(A totally different pair on a healthy pasture on a summer morning.)
For several winters Chas and I fed hay, usually twice a day, to my father’s cows in the barn behind our house. I enjoyed feeding them, and it goes without saying that the cows enjoyed being fed. Last year my dad sold that barn and pasture, and some of those cows, to a new owner, who added quite a few more cows to the pasture. He doesn’t need us to feed them in the winter. Well, he thinks he doesn’t need us to feed them; I think he does. He definitely needs someone to feed them more than he is feeding them.
More cows on a pasture means shorter grass. Shorter grass means less feed, and more mooing - a lot more mooing, especially in the middle of the night. More mooing means less sleep for Laurie, which means a sharp uptick in cranky behavior.
This is a lose-lose proposition.
The other night one particular cow lowed all night long, every 5-10 seconds. Correction: she took a break between 3:00am and 3:45am, possibly to go gargle as I’m sure her throat was very sore from excessive mooing. While I was annoyed, I chalked it up to just another hungry cow song, which we have all gotten quite used to this winter. I pride myself on the ability to identify and interpret moos (we all have our gifts), and this moo sounded more like the “Bring Out The Snacks!” moo and not the “Where Is My Calf?!” moo.

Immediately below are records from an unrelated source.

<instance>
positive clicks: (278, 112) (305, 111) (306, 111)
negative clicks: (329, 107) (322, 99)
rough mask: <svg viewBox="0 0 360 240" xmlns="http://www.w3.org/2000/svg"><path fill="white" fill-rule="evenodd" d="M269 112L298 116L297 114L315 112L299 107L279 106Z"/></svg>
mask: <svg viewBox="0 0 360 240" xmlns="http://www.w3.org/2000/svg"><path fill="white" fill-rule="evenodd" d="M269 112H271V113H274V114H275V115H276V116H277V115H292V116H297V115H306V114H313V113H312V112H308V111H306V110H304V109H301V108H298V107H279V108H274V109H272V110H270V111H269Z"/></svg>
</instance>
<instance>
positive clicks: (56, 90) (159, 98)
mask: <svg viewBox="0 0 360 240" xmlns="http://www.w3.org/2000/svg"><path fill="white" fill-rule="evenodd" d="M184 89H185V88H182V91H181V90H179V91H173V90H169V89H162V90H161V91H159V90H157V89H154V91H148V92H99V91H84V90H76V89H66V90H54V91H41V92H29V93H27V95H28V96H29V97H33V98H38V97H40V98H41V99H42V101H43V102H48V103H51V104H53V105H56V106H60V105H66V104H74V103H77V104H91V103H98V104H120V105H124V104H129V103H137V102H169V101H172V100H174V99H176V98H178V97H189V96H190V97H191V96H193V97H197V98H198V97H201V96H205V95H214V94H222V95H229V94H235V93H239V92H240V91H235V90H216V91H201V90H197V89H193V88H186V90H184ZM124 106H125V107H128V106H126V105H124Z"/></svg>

I was wrong. One look out the kitchen window the next morning and I saw my error: Mama Cow actually was separated from her calf. She ran frantically up and down the fence line outside of the barn, bellowing. I could also see the calf, who was eating hay at the partitioned manger that only the small calves can access. More accurately, the previous evening the calf had been eating hay . . . until she got stuck. Somehow this heifer, while dining, had threaded her head through two fences and a square hole just big enough for her skull. And there she stood, all night, unable to back out or lie down, poor baby. If she had slipped and fallen she might have strangled.
I tried to extricate her but the angle of her body was all wrong. She was afraid of me and pulled against her own head trying to get away from me, but she relaxed after I let her suck on my fingers for a minute (a trick I learned as a child growing up on the dairy). I petted her for a minute to calm her, then left her to get my husband. With Chas at the front end and me at the back end, we freed her. Chas was able to turn the calf’s head once I better aligned her body with her neck. Once free the maybe 300-pound calf ran to the water trough for a drink, then out of the barn to join Mama Cow.
That should have been the end of it, but no. Mama Cow is either stupid or blind because, incredibly, she ran the other way, past her bewildered calf and back to the barn to do some more mooing.
What the . . . ?
Sigh. Do I have to do EVERYTHING for you?
Mama Cow glared at me from the other side of the fence, looking determined and crabby. I clambered over the fence and shooed her away, out of the barn, out toward her waiting calf. It took four tries to herd her to the calf to reunite them. Mama Cow is not the sharpest pitchfork in the barn.
I need to work on my moo identification and Mama Cow needs a nanny.